We hesitated between a store-facts-then-aggregate model à la Datomic and a bitemporal model. A bitemporal model stores states with a validity period and instead of relying on a single punctual timestamp as with facts, makes use of two date fields to model an interval. Current states are encoded with a +Infinity until_timestamp. Updating a state, means closing the previous state's interval (setting its until_timestamp to Time.now) and opening a new interval (from: Time.now, until: +Infinity or the next future state's from_timestamp).
This is stil monotemporal. So far we can log/store data, pretty much the same way Datomic does.' and set states in the future. But in the event we store data about future states, that is also store dates in our temporal system we are tempted to model it with the same interval-based heuristics. Why would we do such a thing if we already can set events in the future thanks to the intervals ? Here is the thing : you can only keep one of these two info:
- the interval for which the state was the freshest state in the database
- the interval declared by the user about the future state
These two correspond to the temporal two axis of a bitemporal database. They are are most often named system and validity temporal axis. Axis is a bit vain I think as it's an expression that conveys the idea they all entertain the same homogenous relationships as in a space whereas it's in practice more like a subtle dependency graph. In the context of tax-related declarations ahead of time we store both the moment the declaration has been stated (and subsequent amendments that may be made to it) as well as the year for which it applies. For this to work the validity axis heuristics must be built on top of that of the system axis. You have to put one close-previous-interval-open-next-one semantic over another one. You could even build a n-tower of such edit mechanisms in a n-temporal database. But in practice you most likely won't need to go linear like that. Suppose that you also want to confirm all those special facts your customer tell about themselves and you want to log it the same way. Unless you do not need to validate present declarations about future states you won't need to make this confirmation axis stand on top the validity axis that himself stands on top of the system axis (a 3 temporal-system).
What's fun is that with the benefit of a system-axis you can schedule data-maintenance in the future. It's also very fast on a relational database engine.

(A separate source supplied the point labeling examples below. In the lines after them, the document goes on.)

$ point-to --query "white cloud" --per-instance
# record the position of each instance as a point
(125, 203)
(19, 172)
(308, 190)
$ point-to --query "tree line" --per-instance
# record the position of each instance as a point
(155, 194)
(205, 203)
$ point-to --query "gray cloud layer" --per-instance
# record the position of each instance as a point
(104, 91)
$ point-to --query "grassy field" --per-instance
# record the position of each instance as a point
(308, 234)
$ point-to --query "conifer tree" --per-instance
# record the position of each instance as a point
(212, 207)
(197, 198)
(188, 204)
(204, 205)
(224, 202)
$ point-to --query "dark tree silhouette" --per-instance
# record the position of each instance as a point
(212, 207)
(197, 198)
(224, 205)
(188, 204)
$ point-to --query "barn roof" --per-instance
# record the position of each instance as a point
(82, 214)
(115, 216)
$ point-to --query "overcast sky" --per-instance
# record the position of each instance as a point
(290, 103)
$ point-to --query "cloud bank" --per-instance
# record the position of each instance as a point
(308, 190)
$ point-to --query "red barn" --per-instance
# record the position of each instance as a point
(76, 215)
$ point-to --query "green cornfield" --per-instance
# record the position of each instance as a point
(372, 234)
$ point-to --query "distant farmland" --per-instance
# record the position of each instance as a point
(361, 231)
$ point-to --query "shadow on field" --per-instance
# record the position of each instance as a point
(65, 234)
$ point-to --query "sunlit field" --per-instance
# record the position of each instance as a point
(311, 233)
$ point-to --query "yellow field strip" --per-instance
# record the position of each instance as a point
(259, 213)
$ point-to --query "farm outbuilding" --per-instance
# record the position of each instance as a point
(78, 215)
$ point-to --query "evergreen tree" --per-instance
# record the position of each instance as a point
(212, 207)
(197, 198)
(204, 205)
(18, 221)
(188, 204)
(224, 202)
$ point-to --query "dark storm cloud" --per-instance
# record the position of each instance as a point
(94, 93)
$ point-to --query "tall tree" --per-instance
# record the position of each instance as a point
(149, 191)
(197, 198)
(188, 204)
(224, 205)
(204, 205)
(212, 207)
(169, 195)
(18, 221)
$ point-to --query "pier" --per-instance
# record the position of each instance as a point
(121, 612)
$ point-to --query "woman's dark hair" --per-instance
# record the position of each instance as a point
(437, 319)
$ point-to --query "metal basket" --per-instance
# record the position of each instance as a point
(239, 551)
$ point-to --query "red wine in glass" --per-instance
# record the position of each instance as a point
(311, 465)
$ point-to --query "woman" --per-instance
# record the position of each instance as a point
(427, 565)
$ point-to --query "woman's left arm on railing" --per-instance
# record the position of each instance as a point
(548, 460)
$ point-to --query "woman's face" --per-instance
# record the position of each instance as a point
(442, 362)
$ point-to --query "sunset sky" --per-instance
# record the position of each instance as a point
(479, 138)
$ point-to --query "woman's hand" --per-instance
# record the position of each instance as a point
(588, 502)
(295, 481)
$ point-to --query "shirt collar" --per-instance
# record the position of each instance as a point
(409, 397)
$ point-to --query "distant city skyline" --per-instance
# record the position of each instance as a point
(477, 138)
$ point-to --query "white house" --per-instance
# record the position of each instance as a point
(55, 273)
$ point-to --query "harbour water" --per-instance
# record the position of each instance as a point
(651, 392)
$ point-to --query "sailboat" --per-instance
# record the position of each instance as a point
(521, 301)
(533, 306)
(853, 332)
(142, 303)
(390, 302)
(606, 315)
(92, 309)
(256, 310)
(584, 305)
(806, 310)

But it messes up with your relationships cardinalities. You will need two ids on your table. One for the state, and one for the item it models. 1_to_1 becomes 1_to_n when the right-end is temporalized. This gets really hairy if you want to temporalize relationships.
Edit:
The author writes:
>event time: the time at which stuff happened.
>recording time: the time at which you're system learns that stuff happened.
>(Disclaimer: this terminology is totally made up by me as I'm writing this.)
In short I do not think such a terminology exists, there is no definite terminology but only metatimes over metatimes and as many field-driven reasons to bring them up, and why not store them all in a badass npm-style time-axis dependency oriented byzantine database.
The problem 1 he describes would be solved with software engineering. Schema migration is a complex issue. It is funny that he asked the intern to do this part. Bad article.
If you need to do a HUGE schema migration in a running software, for sure. If it wasn't a running software, put it as a Datomic problem is even more juvenile.
We plan to add more dynamic query control over temporality to FaunaDB to solve this problem; you will be able to do a half-temporal join and get your past blog post versions by their current tags and other tricks.